Là où je veux en venir, c’est qu’en tant que femmes, nous devons nous réapproprier nos décisions. Bien évidemment, dans un monde idéal, nous ne devrions jamais nous rendre à insister pour faire respecter nos envies et nos besoins, mais nous vivons dans un temps où tout peut être mal interprété.

Dans un monde où la communication instantanée est présente partout, j’ai l’impression que les interactions interpersonnelles n’ont jamais été autant compliquées et ambiguës.
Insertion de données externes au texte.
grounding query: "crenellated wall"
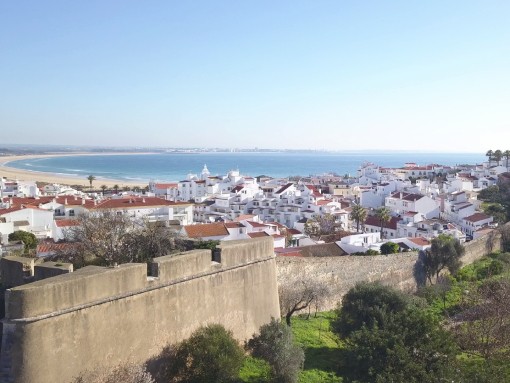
[2,238,280,383]
[276,231,501,310]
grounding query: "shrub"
[162,324,244,383]
[381,242,400,255]
[247,318,305,383]
[73,364,154,383]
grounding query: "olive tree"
[247,318,305,383]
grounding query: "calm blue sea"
[9,152,486,182]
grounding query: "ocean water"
[9,151,486,183]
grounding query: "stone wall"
[2,238,280,383]
[276,235,501,310]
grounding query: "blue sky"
[0,0,510,152]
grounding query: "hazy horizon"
[0,0,510,153]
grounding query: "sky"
[0,0,510,153]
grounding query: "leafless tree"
[55,211,182,267]
[278,278,330,326]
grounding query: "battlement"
[2,237,280,383]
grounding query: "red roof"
[409,237,430,246]
[275,182,294,194]
[184,223,229,238]
[225,222,244,229]
[154,183,177,189]
[93,197,190,209]
[55,219,80,227]
[246,221,266,227]
[37,242,76,253]
[248,231,269,238]
[365,215,401,230]
[391,192,424,201]
[464,213,492,222]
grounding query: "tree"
[278,278,330,326]
[87,174,96,189]
[503,150,510,170]
[418,234,465,283]
[350,203,367,233]
[247,318,305,383]
[454,279,510,361]
[375,206,391,238]
[8,230,37,253]
[494,149,503,165]
[334,283,456,383]
[304,214,335,236]
[485,150,494,166]
[381,242,400,255]
[163,324,244,383]
[55,210,181,268]
[333,282,409,337]
[343,306,457,383]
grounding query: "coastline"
[0,152,154,188]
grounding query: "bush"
[381,242,400,255]
[333,282,409,337]
[476,259,505,281]
[161,324,244,383]
[247,318,305,383]
[73,364,154,383]
[9,230,37,253]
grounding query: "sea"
[8,151,486,183]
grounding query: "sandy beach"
[0,153,150,188]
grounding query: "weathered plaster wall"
[276,236,501,310]
[0,238,280,383]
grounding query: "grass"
[239,311,343,383]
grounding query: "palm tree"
[494,149,503,165]
[503,150,510,170]
[351,203,367,233]
[375,206,391,238]
[485,150,494,166]
[87,174,96,189]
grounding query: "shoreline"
[0,152,155,188]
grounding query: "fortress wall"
[5,263,147,319]
[151,250,212,282]
[276,231,501,310]
[1,238,280,383]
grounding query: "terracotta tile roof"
[7,196,54,206]
[93,197,190,209]
[184,223,229,238]
[154,183,177,189]
[274,247,302,257]
[275,182,294,194]
[365,215,401,230]
[408,237,430,246]
[248,231,269,238]
[55,219,80,227]
[37,242,76,253]
[391,192,424,201]
[225,222,244,229]
[246,221,266,227]
[232,185,244,193]
[464,213,491,222]
[315,199,333,206]
[234,214,256,222]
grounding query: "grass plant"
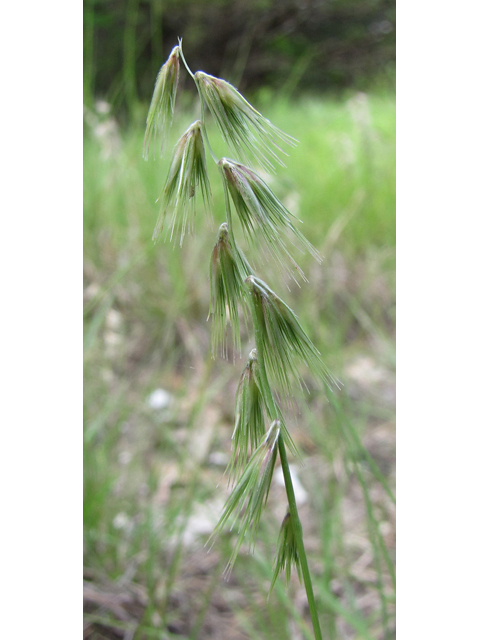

Manque de pratique? Sommes-nous rendus trop habitués de nous fier à une technologie omniprésente? Qui n’a pas entendu récemment « Je pensais que c’était bête parce qu’il n’y avait pas d’emoji dans son message. » ? Nous sommes rendus à douter de notre interprétation d’un texte écrit noir sur blanc, alors quand on mêle à ça des émotions, des expressions faciales et un environnement non contrôlé, il y a moult raisons de se méprendre.

Ensuite viennent malheureusement les malintentionnés. Il y aura toujours ce que j’appelle des « déchets », hommes ou femmes. Les déchets qui pensent que tout leur est dû, y compris notre corps et notre consentement. Ceux qui s’offusquent quand ils entendent un « Non ». Ceux qui insistent devant un refus. Ceux qui te poussent à douter de toi-même et de tes convictions. Ceux qui te font sentir mal de te respecter. Ceux qui te poussent à dire « Il a tellement été gentil et respectueux; il n’a même pas essayé de profiter de moi. » quand tu passes une soirée normale avec un être humain normal.

Cette phrase résonne entre mes deux oreilles. Cette phrase me fait physiquement mal. Mais cette phrase me rappelle que c’est avant tout notre devoir à nous, les femmes, de faire avancer les choses. Oui, il faut améliorer notre communication entre êtres humains. Il faut réapprendre à se comprendre mieux. Oui, les déchets de ce monde doivent changer et cesser de prendre pour acquis que notre corps n’a qu’un seul et unique but : leur plaisir. Mais il faut avant tout nous réapproprier notre Non. Il faut réapprendre à être confiante en le disant. Il faut réapprendre à ne pas douter de nous quand la réponse de l’autre à ce Non ressemble à « mais tu le sais que tu en as envie/pourquoi tu me fais ça/j’ai l’air de quoi moi/tu ne sais pas vraiment ce que tu veux/ça ne sera pas long de toute façon/si je te force tu vas faire quoi? ». Il faut défendre ce Non comme si notre vie en dépendait, comme si la survie de l’espèce était en jeu! Parce que le jour où les gens comprendront que ce Non est non négociable, nous aurons déjà réglé une partie du problème. Je ne dis pas que tout sera parfait et qu’il n’y a pas d’éducation masculine à faire. Je dis qu’il est temps de prendre notre part de responsabilité et de mettre notre pied à terre. Non, c’est Non. Point final.

Alors, à toutes les femmes qui liront ceci, afin de ne plus entendre des « Il a tellement été gentil et respectueux; il n’a même pas essayé de profiter de moi. » mais bien des « J’ai passé une belle soirée. », faites-vous confiance. Faites-vous respecter. Et si jamais vous croisez un déchet, n’hésitez pas à le dénoncer et à en parler. Parce que plus on rendra ce sujet public et accessible, moins il y aura de tabous, plus on s’approchera de la journée où le harcèlement sera l’exception et non la norme et où le respect sera assez courant pour ne pas faire la une des journaux.

Un Non à la fois.

***

P.-S. – L’autre soir, je suis allée chez un ami après un spectacle. On a bu. Beaucoup. On s’est embrassés. Beaucoup. Je n’étais pas en état de savoir si je voulais quoi que ce soit d’autre. Alors on s’est couché. Il a dormi. J’étais stressée. « Il a tellement été gentil et respectueux; il n’a même pas essayé de profiter de moi. » Eh merde… Y’a du travail à faire.